Wednesday, March 27, 2024

Edgy and interesting

Every once in a while, one of the best things about a book are its footnotes. That's how I felt about Tina Nguyen's The MAGA Diaries: My Surreal Adventures Inside the Right-Wing (And How I Got Out). Rather than burden her text with explications of the catalogue of right-wing think-tanks, conferences, and media outlets that she wandered through in her early career, she simply footnotes explanations. She knows most readers don't keep this map of right infrastructure in our heads.

(Okay -- to a considerable extent I do carry this stuff in my head, because I was employed when Nguyen was still a small child by a left think-tank that tracked those rabbit holes. Many are still the same outfits, but with new names. The personnel migrate. But such familiarity is rare where I come from.)

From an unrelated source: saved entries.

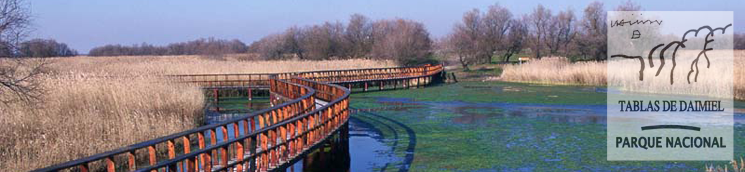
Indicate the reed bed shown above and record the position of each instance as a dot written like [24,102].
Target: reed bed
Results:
[559,70]
[84,111]
[159,65]
[556,70]
[80,116]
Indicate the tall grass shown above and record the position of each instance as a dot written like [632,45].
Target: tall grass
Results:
[558,70]
[82,113]
[80,116]
[156,65]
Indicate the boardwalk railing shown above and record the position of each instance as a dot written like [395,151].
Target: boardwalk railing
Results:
[302,103]
[262,140]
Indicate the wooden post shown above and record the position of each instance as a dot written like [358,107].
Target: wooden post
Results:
[250,96]
[151,153]
[224,150]
[215,93]
[132,162]
[190,165]
[238,148]
[110,167]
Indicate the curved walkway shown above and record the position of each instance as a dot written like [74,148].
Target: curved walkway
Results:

Nguyen explains the purpose of writing a memoir in her early 30s:
... if you are a liberal wondering why all this nativist populism seemed to come out of nowhere, to the point that it is on the precipice of subsuming American civic life, this book is for you. If you're a Republican who thought the GOP looked like a Mitt Romney paradise in 2012, believed that Trump was an aberration in 2016 and 2020, and have no idea why he's still a presence in 2024, this book is for you. ...
She disappointed her immigrant mother, Thanh Nguyen, by not getting into Harvard. A less than diligent student in high school at the private Milton Academy, she ended up following a boyfriend to Claremont McKenna in California with no idea she'd put herself on a conservative fast track that was invisible to world from which she came.
I'll give everyone else a pass on not knowing about the sheer scale of the right inside American civic life, because when I was a young conservative activist, I didn't know what they were trying to do either. Between 2008 and 2012 -- from college until my early twenties -- I was simply a politics nerd with an unnerving obsession with the US Constitution and American history, who dated an odd but highly ambitious conservative boy in high school and followed him to Claremont McKenna College, a renowned college with a notoriously conservative government department, and a deep affiliation with a right-wing think tank whose scholars and papers formed the backbone of the Trump doctrine.
From there I found some interesting internships through a local think tank, got involved in some weird ghoulish groups in Washington, DC, met Tucker Carlson, wanted to be Tucker Carlson, went to work for Tucker Carlson, experienced an identity crisis (as one does in their early twenties), and then left the movement to pursue a career in normal journalism (assisted by a nice favor from Tucker Carlson). In a bizarre twist, it brought me back to covering the movement ... when Donald Trump was elected. ...To the rest of the world, the things I'd taken for granted were actually obscure, esoteric, and hidden knowledge.
It's a convoluted story, but eventually she escaped the conservative news arena and has reported for Vanity Fair, Politico, and Puck, often covering Trump and the right wing boys emerging from the same swamp where she'd been nurtured. She writes it all with lingering amazement: these people are both formidable and a bit pathetic. She knows many of them are truly nuts; she's not convinced they won't someday take over America.

The warmest notes in the book are the descriptions of her mother, who pushed but also encouraged this strange American daughter to make a success of herself. When she was briefly hired by Tucker Carlson, her mother wondered:
"Oh, he's on television?" Mom asked. "You should ask him to help you get on TV. I think you'd be good on TV, like Connie Chung."
By the end of the book, her encouraging mother has died. Nguyen's book and still rising career seem a kind of memorial from a not very dutiful daughter who, perhaps, has made it in American journalism.